Reading Online Novel

Drops of Gold(40)



“She can chatter on at times.” Mary laughed lightly. “That is just Caroline.”

“No, Mary.” Layton shook his head. “It is a miracle. A miracle.” The last word he whispered, his own astonishment at the change in his daughter nearly undoing him. He lifted her hand to his lips and kissed her fingers almost reverently.

“Sir?”

“No,” he objected, voice low, her fingers mere inches from his lips. “Do not ‘sir’ me to death tonight, Mary. You are a guest this evening.” He held her hand still, astoundingly reluctant to let it go.

“Guest or not, I shall have to ‘sir’ you, as you call it, once your family has arrived. It would be highly improper to do otherwise.” A tender smile touched Mary’s face.

How he longed to hold her to him in that moment, to plead with her to look at him that way always. Her soft reminder, however, put things back in their places, brought back memories of failure he had no desire to relive.

Layton released her hand. “Forgive me, Miss Wood.” He hoped his disappointment was not too obvious. He was, after all, in the wrong, the one encroaching and pushing the bounds of propriety.

She opened her mouth as if to speak. What she meant to say, he would never know. Caroline’s shouts of “They’re here, Papa!” rang through the room, and the moment was lost.

“Count to five, Caroline,” Mary instructed quietly.

Caroline stopped on the spot, her lips moving silently as she transformed before his very eyes from a shouting, jumping child to a calm, demure young girl. He was pleased to see her smile hadn’t faded and even more pleased to see Mary’s smile had grown as she watched Caroline. Smiles hadn’t come so easily at the Meadows since Bridget had left them. Sanders stepped inside the room, his usual look of pomposity firmly fixed on his face. Why Sanders’s stuffy posturing should suddenly bother him, Layton couldn’t say. The butler cleared his throat and announced, his voice full of self-importance, “The Right Honorable the Earl of Lampton. The Right Honorable the Countess of Lampton. The Honorable Captain Stanley Jonquil.”
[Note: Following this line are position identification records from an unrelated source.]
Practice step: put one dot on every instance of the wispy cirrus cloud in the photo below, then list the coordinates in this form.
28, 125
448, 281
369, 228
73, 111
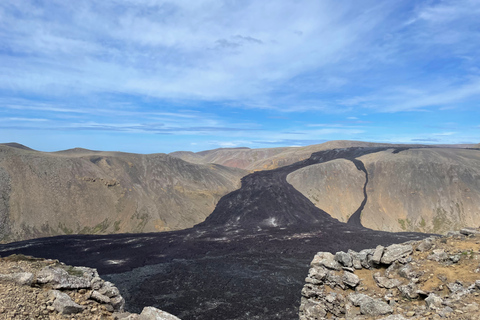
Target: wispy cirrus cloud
246, 71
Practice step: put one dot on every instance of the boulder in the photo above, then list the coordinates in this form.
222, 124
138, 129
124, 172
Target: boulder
433, 301
425, 245
364, 257
384, 282
326, 259
377, 255
151, 313
108, 289
469, 231
394, 317
20, 278
58, 278
64, 304
395, 252
117, 303
350, 279
355, 259
409, 291
97, 296
344, 259
370, 306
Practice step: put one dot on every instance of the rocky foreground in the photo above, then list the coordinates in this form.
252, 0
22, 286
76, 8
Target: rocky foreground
435, 278
34, 288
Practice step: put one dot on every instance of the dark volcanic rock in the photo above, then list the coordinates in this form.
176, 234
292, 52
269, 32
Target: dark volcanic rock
248, 260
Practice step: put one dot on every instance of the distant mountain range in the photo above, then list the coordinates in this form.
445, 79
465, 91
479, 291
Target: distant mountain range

Layton managed not to roll his eyes. Why must Sanders announce Layton’s own family as if they were visiting nobility? They were visiting, and they were nobility, but it was still ridiculous.

The new arrivals all filed in as Sanders completed his overblown announcement. Stanley, as Layton could have predicted, barely hid a smile at the pompousness of their arrival. Layton had to admit his younger brother cut quite a dash in his blue Dragoon’s uniform. With his arm almost completely healed and much of the pallor he’d borne the past months gone, he looked like a healthy twenty-two-year-old again.

Mater wore her customary black. Her face, as always, was lit in a broad smile, her eyes twinkling merrily. Her smile broadened when she looked at Caroline and softened when she turned to Layton. She sat on a sofa, looking entirely satisfied with life. She nearly always looked that way.

Philip’s appearance made Layton shake his head. Absurd was the best word for it. Philip was considered an out-and-out dandy: bright colors, affected drawl, an excessive number of fobs on his watch chain, quizzing glass ever at hand, and a certain air of careless stupidity. It was truly absurd. Philip was probably the most intelligent person Layton knew and was at times serious to a fault. The charade had begun the year Layton and Bridget had married, and Philip hadn’t dropped it yet.

“Welcome to Farland Meadows, Lord and Lady Lampton, Captain Jonquil,” Caroline said in a tone of voice that told Layton in an instant she’d spent some time memorizing her little speech. She curtsied quite perfectly.

That golden eyebrow of Philip’s arched in surprised amusement. “Miss Jonquil.” He executed a flourishing bow, which set Caroline to giggling.

“Oh, Flip!” She laughed. “You bow almost as good as Mary!”

Philip pressed his hand to his heart as if wounded. “Almost as well as Mary? Almost? And who, I must ask, is this Mary, whose bows so far outshine my apparently paltry efforts?”

“He’s silly like you, Papa!” Caroline flashed an enormous smile at Layton that melted his heart in an instant.

“Yes, dear.” Layton smiled back. “Your uncle Flip is excessively silly.”

“I should call you out for that, young man.” Philip eyed Layton through his quizzing glass. “Silly, indeed.”

“No, no, Uncle Flip.” Caroline looked up at Philip. She popped her fisted hands onto her hips, elbows jutted out as if ready to read him a deep scold. “Papa is supposed to call you out. But only if you give me a handkerchief and tell me to keep it because you think I’m a beautiful, very grown-up girl. But you only say that after I tell you I will clean all my junk off it and give it back to you. You say you don’t want it back even with all the junk scraped off.”